Google has recently made updates regarding unsupported fields within the robots.txt file. To understand this update, you must also understand what a robots.txt file is. This simple text file will tell web crawlers (or “bots”) how to interact with their site or on a specific page. This file resides in the root directory of your website and has rules about which pages should be and should not be crawled. Keep reading to learn more about the critical functions of robots.txt files and the latest Google update.
Example
User-agent: *
Disallow: /private/
Sitemap: https://www.example.com/sitemap.xml
Critical Functions of Robots.txt Files
As mentioned above, the primary function of the robots.txt file is to provide web crawlers (bots) with instructions on how to interact with a website or page. Some essential functions include:
- Controls Web Crawling: Website developers use the robots.txt file to specify which site areas can be crawled by search engine bots. The “disallow” directive tells search engines not to access certain website pages, files, or sections.
- Optimize Crawl Budget: By blocking unnecessary pages (category pages, inactive pages, etc), the robots.txt file helps search engines focus on more important pages, improving the site’s efficiency.
- Direct Bots to Sitemaps: Another function of robots.txt files is to help bots discover and crawl all the essential pages of your site efficiently.
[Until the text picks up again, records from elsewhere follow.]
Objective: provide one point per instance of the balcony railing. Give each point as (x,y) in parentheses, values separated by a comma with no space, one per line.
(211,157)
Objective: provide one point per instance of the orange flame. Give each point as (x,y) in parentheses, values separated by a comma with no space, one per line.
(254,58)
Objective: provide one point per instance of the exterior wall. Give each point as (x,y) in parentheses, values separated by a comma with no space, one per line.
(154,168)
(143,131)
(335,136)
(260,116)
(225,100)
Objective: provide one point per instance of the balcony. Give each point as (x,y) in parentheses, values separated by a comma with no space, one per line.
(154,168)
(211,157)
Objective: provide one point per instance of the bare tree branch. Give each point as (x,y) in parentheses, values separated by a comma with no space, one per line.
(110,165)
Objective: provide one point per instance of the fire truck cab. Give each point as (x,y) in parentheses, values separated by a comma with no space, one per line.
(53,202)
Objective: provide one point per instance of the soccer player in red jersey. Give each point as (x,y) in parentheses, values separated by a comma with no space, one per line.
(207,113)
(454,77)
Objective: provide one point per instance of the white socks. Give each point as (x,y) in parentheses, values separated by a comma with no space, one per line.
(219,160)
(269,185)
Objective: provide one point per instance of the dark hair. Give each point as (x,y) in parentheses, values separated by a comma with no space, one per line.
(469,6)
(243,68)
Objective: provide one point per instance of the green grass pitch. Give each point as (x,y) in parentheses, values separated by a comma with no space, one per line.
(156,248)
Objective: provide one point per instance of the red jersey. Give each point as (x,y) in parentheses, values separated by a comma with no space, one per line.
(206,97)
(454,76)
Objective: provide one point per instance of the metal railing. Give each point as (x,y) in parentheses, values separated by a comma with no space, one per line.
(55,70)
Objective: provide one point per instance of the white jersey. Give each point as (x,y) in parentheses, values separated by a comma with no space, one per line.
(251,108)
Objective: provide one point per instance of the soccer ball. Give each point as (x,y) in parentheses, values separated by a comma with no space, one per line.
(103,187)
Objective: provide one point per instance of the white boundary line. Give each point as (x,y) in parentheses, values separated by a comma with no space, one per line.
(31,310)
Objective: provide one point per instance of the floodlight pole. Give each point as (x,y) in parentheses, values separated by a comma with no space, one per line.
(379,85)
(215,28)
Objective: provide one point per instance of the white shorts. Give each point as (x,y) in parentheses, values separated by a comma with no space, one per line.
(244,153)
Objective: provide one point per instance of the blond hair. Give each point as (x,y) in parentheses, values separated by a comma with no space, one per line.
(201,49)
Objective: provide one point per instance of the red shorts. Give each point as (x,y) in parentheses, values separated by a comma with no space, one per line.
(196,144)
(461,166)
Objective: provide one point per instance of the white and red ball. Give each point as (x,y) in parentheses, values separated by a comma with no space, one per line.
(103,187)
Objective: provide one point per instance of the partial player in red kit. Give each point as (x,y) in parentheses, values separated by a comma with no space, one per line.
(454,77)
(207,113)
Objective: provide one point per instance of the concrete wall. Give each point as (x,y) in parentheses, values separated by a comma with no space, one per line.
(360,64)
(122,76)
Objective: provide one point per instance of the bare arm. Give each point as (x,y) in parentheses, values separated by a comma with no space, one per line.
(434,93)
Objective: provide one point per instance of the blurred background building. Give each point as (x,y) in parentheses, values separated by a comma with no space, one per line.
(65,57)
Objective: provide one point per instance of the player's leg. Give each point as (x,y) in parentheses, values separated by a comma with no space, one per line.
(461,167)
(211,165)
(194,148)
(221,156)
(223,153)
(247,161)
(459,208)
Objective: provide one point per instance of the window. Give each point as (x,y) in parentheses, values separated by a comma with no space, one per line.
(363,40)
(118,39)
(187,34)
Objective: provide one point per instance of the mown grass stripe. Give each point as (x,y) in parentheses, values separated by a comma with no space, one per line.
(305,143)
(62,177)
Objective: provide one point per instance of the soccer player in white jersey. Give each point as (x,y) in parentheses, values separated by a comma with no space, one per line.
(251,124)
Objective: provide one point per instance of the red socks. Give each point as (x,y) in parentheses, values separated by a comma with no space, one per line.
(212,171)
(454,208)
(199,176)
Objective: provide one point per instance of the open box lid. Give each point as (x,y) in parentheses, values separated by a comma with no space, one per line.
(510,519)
This is done through the XML sitemap within robots.txt, which is a file that lists the pages you would like to be discovered on the search engine results page.
The Latest Google Robots.txt Update
Google has released a new update for robots.txt files. They will now emphasize that crawlers will ignore any unsupported directives, limited to these four: user-agent, allow, disallow, and sitemap. This will ensure clarity and ensure that unsupported fields previously gone unnoticed will not influence how Google crawls and indexes your site.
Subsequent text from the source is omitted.